Disastrous warning for global HIV programmes in 2012
28 February 2012. Related: Treatment access.
Simon Collins, HIV i-Base
Some of the first indications that the economic debt crisis in Europe will contribute to 2012 being a disastrous year for global health came in articles from the corporate financial institution Bloomberg Businessweek (not known for it’s focus on HIV news) and the mainstream scientific journal Nature.
This year will not be business as usual for anyone, and those most dependent on international aid are most vulnerable.
The impact of the suspension of Round 11 of Global Fund grants, reported in both this and the previous issue of HTB is causing global concern. The Bloomberg article includes MSF data on 28,000 people in the Democratic Republic of the Congo who will not now be able to start treatment. This seems likely to be an underestimate. Similar reports and concerns – often with a greater human impact – are likely to apply to every country with limited access to HIV treatment.
For example, in a report on the implications of the funding crisis for Malawi, which currently has no funding past 2013, an estimated 200,000 people currently in need of treatment will not be able to access antiretrovirals.

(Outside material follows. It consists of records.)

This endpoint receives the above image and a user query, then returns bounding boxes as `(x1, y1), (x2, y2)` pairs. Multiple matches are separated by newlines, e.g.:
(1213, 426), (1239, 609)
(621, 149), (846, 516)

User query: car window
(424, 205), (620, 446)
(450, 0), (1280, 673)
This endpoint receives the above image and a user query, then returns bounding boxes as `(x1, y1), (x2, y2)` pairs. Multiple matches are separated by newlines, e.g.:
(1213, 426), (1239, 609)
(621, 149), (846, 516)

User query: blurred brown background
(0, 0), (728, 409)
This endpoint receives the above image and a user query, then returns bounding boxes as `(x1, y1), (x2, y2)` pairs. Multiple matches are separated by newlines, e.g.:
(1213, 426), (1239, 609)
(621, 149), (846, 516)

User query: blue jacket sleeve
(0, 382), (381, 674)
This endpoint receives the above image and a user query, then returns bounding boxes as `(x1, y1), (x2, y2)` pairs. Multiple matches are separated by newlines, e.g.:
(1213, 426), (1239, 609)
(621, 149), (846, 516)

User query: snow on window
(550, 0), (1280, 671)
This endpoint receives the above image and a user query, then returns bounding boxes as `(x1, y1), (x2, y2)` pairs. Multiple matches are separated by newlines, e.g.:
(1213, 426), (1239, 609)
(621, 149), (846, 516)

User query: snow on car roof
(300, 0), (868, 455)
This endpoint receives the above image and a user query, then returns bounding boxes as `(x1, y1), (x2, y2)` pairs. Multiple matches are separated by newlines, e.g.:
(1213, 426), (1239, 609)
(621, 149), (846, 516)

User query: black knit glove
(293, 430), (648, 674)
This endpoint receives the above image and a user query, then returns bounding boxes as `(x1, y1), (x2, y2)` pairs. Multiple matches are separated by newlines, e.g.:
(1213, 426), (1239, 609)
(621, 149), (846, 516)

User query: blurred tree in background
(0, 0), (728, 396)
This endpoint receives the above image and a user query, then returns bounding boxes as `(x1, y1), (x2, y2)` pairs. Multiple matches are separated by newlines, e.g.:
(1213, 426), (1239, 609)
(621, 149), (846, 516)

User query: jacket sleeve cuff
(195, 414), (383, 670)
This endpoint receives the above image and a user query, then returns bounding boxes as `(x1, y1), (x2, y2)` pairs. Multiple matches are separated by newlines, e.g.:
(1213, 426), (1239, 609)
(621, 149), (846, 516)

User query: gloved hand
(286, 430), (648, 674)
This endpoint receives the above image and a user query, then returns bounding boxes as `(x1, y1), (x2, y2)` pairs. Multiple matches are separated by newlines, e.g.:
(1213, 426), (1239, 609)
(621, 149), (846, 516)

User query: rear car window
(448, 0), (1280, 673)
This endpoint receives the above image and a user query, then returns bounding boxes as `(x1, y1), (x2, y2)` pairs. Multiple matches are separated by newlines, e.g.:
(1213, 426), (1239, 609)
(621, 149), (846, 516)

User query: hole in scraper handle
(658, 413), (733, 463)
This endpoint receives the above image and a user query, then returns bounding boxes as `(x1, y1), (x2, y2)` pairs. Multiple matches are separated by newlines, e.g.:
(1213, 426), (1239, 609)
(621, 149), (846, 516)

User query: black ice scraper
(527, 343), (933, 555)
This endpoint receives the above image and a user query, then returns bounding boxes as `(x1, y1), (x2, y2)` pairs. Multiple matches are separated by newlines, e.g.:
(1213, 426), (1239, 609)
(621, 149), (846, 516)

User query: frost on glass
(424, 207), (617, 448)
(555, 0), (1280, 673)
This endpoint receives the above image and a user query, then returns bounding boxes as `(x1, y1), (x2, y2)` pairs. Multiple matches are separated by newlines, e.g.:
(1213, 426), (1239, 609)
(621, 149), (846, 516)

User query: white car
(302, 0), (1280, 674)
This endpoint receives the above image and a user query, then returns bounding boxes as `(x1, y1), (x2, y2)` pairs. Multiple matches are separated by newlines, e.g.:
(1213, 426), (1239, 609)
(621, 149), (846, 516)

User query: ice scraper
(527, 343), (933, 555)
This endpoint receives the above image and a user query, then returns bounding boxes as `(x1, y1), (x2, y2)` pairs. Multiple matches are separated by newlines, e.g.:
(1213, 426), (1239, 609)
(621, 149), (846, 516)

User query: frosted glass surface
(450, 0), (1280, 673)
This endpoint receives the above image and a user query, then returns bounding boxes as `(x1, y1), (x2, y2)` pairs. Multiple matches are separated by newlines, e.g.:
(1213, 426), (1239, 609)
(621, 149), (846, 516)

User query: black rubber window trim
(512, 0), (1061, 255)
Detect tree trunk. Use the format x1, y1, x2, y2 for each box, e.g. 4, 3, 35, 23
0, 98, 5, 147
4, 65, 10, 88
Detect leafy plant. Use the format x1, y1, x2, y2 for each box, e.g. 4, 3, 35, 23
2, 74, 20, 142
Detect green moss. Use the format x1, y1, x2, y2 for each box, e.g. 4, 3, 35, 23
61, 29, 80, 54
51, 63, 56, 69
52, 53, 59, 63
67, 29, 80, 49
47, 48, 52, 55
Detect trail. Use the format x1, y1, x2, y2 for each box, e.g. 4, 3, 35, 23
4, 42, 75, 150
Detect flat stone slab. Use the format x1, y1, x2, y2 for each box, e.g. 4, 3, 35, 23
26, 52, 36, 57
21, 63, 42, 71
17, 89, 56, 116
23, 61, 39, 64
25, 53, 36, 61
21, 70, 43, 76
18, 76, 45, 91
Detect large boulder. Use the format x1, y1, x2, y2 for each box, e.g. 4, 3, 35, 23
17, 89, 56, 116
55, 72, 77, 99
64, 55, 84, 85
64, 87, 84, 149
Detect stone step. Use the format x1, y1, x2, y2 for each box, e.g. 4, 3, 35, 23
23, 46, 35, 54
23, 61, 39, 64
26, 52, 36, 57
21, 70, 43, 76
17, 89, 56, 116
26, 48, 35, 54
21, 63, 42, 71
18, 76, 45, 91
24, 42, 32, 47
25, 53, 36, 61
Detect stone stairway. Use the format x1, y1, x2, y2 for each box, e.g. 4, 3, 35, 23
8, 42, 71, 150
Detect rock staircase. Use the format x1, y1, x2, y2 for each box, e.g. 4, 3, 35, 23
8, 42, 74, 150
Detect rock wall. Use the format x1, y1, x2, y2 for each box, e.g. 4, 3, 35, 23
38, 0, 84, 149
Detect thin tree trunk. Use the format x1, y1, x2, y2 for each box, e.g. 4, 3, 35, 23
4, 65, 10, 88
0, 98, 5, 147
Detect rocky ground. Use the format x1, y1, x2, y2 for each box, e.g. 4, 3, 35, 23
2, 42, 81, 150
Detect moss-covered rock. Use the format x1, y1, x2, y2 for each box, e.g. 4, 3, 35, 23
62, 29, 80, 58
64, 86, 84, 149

Both reports focus on the impact that unfulfilled pledges from 2008 from leading European countries has had on the Global Fund. According to the Fund’s website, outstanding pledges include $168 million from Italy (from 2009) and $116 million from Spain (from 2010). Five countries – Italy, Spain, Greece, Iceland and Portugal – also made no pledges last year. Holland has cut the proportion of GDP allocated to development assistance from 0.8 to 0.7%. While the US increased funding by 1.6% to $7.6 billion and the UK and Germany (the second and third largest donors after the US) increased pledges by 14%, global donor commitments that had increased to $8.7 billion in 2008, flat-lined in 2009 and dropped by 10% in 2010. The budget available for treatment in the PEPFAR fell by 17% and was accompanied by a shift from adult care exclusively to a mother and child programme. In countries where funding programmes has made treatment is available – and over six million people now access ARVs – it remains largely based on archaic use of d4T (stavudine) despite alternatives such at tenofovir being cost effective. The funding uncertainty will clearly also undermine key WHO recommendations to switch away from use of d4T and earlier treatment using a CD4 threshold of 350 rather than 200 cells/mm3.
Access to treatment has always provided the incentive for people to come forward to test. Whether this was for AZT in 1987 or HAART in 1997 in Western countries or in any of the global access programmes rolled out since 2000. Without the hope of any intervention to improve a person’s individual health it has always been difficult to argue that learning you are HIV positive is going to improve your quality of life. Even with treatment, diagnosis is currently late for the majority of people, when defined as a CD4 count lower than the threshold recommended for starting treatment. But without it, HIV will be driven back underground, testing programmes will falter, and the progress from the last ten years will slowly be lost.
It is spectacularly short sighted for this to be occurring at exactly the time when effective treatment is not only cheaper than every before but also proven to be the most effective method of preventing further transmission.
Bennett S. Financial crisis may kill in Congo as global health aid stalls. Bloomberg Buisnessweek. 17 January 2012
MSF press statement: DRC: Majority of people living with HIV denied treatment. (25 January 2012).
Farquhar D et al. Breaking promises to the poor: the donor retreat puts Malawi’s AIDS programme in peril (unpub).
Wadman M. Cutbacks threaten HIV gains. Nature; 480; 159-160. (08 December 2011).